El descenso seguía siendo interminable, y aunque el calor se hacía más denso y pegajoso, lo que de verdad empezaba a inquietarme era el desfile, cada vez más abundante, de figuras humanas que aparecían a cada tramo.
—Pero ¿qué está pasando? —volví a gritar.
Parecía una especie de procesión de épocas pasadas, cada una con su propio estilo. Algunos caminaban sin prisa, como si conocieran cada recoveco de aquel laberinto. Otros subían la rampa con una expresión de derrota, como si estuvieran huyendo de algo que yo aún no había alcanzado a ver.

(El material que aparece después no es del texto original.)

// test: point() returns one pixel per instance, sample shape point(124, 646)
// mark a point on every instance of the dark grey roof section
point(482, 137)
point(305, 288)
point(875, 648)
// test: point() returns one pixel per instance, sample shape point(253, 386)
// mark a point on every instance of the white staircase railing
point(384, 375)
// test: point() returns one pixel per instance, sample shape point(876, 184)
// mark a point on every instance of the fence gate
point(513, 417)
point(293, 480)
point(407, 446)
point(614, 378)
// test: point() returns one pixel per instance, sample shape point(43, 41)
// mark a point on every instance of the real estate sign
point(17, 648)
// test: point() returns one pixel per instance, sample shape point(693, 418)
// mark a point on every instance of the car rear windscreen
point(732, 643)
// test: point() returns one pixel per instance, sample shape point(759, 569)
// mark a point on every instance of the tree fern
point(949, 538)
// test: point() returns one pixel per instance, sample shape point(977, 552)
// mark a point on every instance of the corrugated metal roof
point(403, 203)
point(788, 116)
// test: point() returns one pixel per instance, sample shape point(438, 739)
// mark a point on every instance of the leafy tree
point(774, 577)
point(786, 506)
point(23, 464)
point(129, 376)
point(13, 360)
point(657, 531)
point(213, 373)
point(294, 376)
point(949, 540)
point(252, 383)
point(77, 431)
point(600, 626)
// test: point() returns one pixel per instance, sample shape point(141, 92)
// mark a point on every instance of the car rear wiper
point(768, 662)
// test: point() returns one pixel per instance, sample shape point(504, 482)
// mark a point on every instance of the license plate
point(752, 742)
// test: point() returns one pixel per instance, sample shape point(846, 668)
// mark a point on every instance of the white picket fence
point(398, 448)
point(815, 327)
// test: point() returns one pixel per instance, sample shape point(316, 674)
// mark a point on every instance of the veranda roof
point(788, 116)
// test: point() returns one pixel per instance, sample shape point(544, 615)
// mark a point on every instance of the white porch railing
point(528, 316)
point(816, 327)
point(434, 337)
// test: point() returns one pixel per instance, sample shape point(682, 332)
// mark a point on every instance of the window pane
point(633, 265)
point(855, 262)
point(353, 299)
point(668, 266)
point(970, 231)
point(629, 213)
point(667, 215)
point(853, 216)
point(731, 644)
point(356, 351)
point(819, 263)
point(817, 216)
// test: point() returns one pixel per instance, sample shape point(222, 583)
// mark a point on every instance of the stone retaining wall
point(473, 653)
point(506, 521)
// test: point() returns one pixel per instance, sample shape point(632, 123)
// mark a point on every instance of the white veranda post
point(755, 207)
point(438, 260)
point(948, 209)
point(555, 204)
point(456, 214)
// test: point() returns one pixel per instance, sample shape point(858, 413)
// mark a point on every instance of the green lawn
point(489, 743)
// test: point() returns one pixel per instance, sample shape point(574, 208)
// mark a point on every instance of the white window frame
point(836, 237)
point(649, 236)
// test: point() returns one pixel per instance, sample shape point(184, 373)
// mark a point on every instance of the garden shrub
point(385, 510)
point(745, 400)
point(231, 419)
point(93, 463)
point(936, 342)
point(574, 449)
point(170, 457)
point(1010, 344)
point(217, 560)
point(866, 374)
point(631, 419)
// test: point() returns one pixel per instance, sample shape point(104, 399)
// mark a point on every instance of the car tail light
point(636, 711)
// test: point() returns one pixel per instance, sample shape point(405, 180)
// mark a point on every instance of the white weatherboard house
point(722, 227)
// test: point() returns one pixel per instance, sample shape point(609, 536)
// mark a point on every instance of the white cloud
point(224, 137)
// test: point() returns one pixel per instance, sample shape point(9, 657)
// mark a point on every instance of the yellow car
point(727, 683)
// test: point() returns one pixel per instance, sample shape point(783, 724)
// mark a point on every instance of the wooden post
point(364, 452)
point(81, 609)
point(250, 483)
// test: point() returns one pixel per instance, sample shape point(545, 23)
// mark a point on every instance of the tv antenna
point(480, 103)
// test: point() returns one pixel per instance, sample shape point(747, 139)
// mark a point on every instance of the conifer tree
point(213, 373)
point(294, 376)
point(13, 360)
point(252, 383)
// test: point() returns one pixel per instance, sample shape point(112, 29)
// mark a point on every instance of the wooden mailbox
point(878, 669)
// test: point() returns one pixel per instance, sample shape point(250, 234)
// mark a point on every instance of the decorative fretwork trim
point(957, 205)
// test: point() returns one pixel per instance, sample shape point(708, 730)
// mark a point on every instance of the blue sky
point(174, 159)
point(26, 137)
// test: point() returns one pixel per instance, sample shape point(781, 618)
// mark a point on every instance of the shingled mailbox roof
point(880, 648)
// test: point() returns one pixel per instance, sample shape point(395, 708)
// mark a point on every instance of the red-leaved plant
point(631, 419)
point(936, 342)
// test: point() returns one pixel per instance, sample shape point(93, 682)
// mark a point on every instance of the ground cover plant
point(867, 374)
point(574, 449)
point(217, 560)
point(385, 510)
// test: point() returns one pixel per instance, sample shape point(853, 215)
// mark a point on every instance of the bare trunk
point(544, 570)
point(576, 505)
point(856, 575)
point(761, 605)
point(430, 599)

Me fijé en las matrículas de los coches aparcados, buscando alguna información, esperando que una fecha o un modelo me dieran alguna pista, pero eran antiguos, algunos incluso imposibles de reconocer.
El tiempo parecía haberse detenido en una acumulación caótica de épocas, una superposición de décadas que habían perdido su rumbo y ahora coexistían de manera absurda e irracional.
Los mismos maniquíes, los mismos carteles, los mismos rostros antiguos se repetían una y otra vez. En ese momento, una mujer vestida con un abrigo de pieles pasó a mi lado, murmurando algo en un idioma que no entendí. Tras ella, un hombre con sombrero de copa y bastón caminaba con paso firme, ignorándome por completo.
Al final, exhausto y sin aliento, decidí detener mi vehículo, esperando a que alguien viniera a darme respuestas y ayudarme. Pero en el fondo sabía que era imposible. El tiempo me había atrapado en esa trampa de curvas y giros inútiles, y yo era otro de esos aparecidos que vagaban sin destino.
Saqué la cabeza por la ventanilla y miré hacia abajo, buscando algún indicio que me mostrara si la salida estaba cerca, pero la rampa parecía estirarse más y más, como si el tiempo mismo estuviera jugando conmigo, alargando la distancia entre el presente y el pasado.
No había manera de dar la vuelta.
Respiré hondo.
—Si esto es una especie de broma, no tiene ni puta gracia —vociferé mientras se escapaba una mueca de pavor de mi boca.
El calor se volvió insoportable y me vi obligado a desabrocharme la chaqueta. El aire era denso, pesado, como si estuviera respirando los restos de todas esas décadas acumuladas.
Entonces, hipnotizado y aterrado, lo vi. Al fondo, en el lugar donde solía aparcar, estaba mi coche.
Arranqué de nuevo y me aproximé.
¿Cómo podía ser? Había bajado al menos quince plantas. Sin embargo, ahí estaba, idéntico al mío, con la puerta ligeramente abierta y la radio encendida.
Con el corazón martilleando, me acerqué y miré dentro.
El asiento del conductor estaba vacío, pero había algo extraño en el vehículo. Al asomarme, vi mi imagen reflejada en el espejo retrovisor, pero no era yo. El hombre del espejo tenía el rostro envejecido, surcado de arrugas y el cabello completamente cano. Me quedé paralizado, incapaz de apartar la mirada.
Corrí hacia mi coche, del que me acababa de bajar, pero ya no estaba. Solo quedaba el espacio vacío y oscuro de la rampa.
Entonces regresé al coche aparcado. Giré la llave y arranqué con manos temblorosas y seguí descendiendo, sabiendo que, la rampa no llevaba a ningún sitio porque ya estaba allí.